La doctrine de la guerre révolutionnaire
La doctrine de la guerre révolutionnaire, et son corollaire la guerre psychologique, sont de véritables pestes d’invention française, œuvres d’officiers du corps expéditionnaire d’Indochine, dont les plus célèbres furent les colonels Argoud, Lacheroy et Godard. Élaborées au cours de la lutte contre le Việt Minh et librement inspirées de certaine de ses méthodes et de celles des régimes totalitaires stalinien et nazi, les traits les plus saillants en sont l’embrigadement et le contrôle des populations par l’armée, le cas échéant leur séquestration dans des camps et leur enrôlement dans des « organisations de masse » militarisées, la propagande intensive, l’usage systématique de la torture appliquée aux adversaires comme aux éléments « suspects » parmi les populations civiles, la délation et l’assassinat politique érigés en principes de gouvernement, l’internement sans jugement de tout contestataire effectif ou supposé, des « punitions collectives » qui se traduisent par des massacres de populations civiles, et j’en passe.

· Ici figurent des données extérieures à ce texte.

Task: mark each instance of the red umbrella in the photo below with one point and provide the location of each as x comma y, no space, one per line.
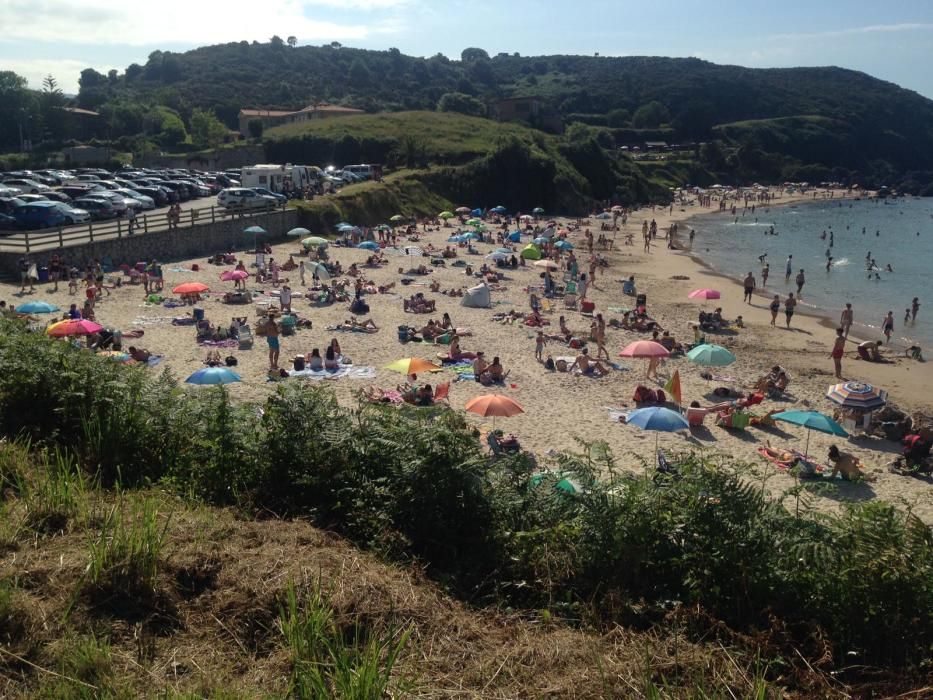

Créée au Viêtnam avant Điện Biên Phù, la doctrine de la guerre révolutionnaire sera mise en œuvre massivement pendant la guerre d’Algérie, notamment au cours de la bataille d’Alger, mais d’autres peuples auront à la subir, le dernier en date étant celui du Rwanda. Dans son livre Complices de l’Inavouable : La France au Rwanda Patrick de Saint-Exupéry décrit en effet comment des militaires français ont formé, conseillé et équipé les forces armées et paramilitaires du dictateur Habyarimana qui ont prémédité, organisé et perpétré le génocide de 1994 conformément à la doctrine de la guerre révolutionnaire.

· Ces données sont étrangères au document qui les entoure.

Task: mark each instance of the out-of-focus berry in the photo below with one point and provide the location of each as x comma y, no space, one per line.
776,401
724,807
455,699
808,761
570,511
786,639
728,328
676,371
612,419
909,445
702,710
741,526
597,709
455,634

Les Camerounais, quant à eux, subiront la « guerre révolutionnaire » menée par l’armée française ou sous sa direction de 1955 à 1970, d’abord sous l’autorité coloniale, puis au titre d’accords de défense secrets entre la France et le gouvernement « indépendant ». Ces accords secrets ne seront remplacés par des accords publiés qu’en 2009.

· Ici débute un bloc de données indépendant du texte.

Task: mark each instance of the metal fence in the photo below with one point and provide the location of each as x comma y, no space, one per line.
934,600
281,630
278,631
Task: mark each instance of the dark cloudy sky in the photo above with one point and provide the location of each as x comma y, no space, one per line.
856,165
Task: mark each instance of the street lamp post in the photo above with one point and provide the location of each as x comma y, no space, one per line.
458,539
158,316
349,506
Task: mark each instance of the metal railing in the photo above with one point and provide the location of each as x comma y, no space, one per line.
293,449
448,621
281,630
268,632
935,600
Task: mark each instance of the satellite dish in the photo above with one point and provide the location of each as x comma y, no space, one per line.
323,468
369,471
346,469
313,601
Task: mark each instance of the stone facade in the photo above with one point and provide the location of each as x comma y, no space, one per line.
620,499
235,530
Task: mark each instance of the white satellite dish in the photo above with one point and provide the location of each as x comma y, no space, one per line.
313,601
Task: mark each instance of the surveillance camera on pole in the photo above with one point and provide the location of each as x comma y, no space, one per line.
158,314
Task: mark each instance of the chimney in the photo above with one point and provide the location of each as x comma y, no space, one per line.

Le pillage des pays africains
La domination du Cameroun importait aux autorités françaises parce que ce pays occupe une position clé en Afrique centrale, de par sa position géographique, mais aussi par ses ressources naturelles, notamment le pétrole. Dès l’indépendance les champs pétroliers camerounais seront concédés au groupe Elf, et les recettes destinées au pays comptabilisées « hors budget », c’est-à-dire accaparées à titre privé par Ahidjo et ses courtisans. Comme au Gabon voisin, les richesses naturelles du pays ne profiteront en rien à sa population, mais procureront un train de vie fastueux à leurs dirigeants, non sans générer de généreuses rétro-commissions pour leurs mandataires européens.
Quant aux flux financiers de l’« aide aux pays du Sud », Éva Joly et Raymond Baker ont publié dans le numéro 124 (hiver 2008-2009) de la revue Commentaire (pp. 1015-1025), sous le titre La question des flux financiers illicites, une synthèse de trois analyses concordantes, celles de la Banque mondiale, de l’OCDE et de l’agence Global Financial Integrity de Washington : pour les premières années du siècle, un flux Nord- Sud légal et proclamé haut et fort de l’ordre de 65 milliards de dollars par an a engendré un flux Sud-Nord illégal et discret de l’ordre de 800 milliards de dollars par an. Les procédés de cette évasion massive de capitaux sont la sur-facturation par falsification des prix, les fausses factures, la domiciliation dans des paradis fiscaux, le recours à des sociétés fictives ou à des fondations fictives, etc. Cette saignée est le pire des dommages subis par ces pays déjà pauvres, dont elle obère toute capacité de développement.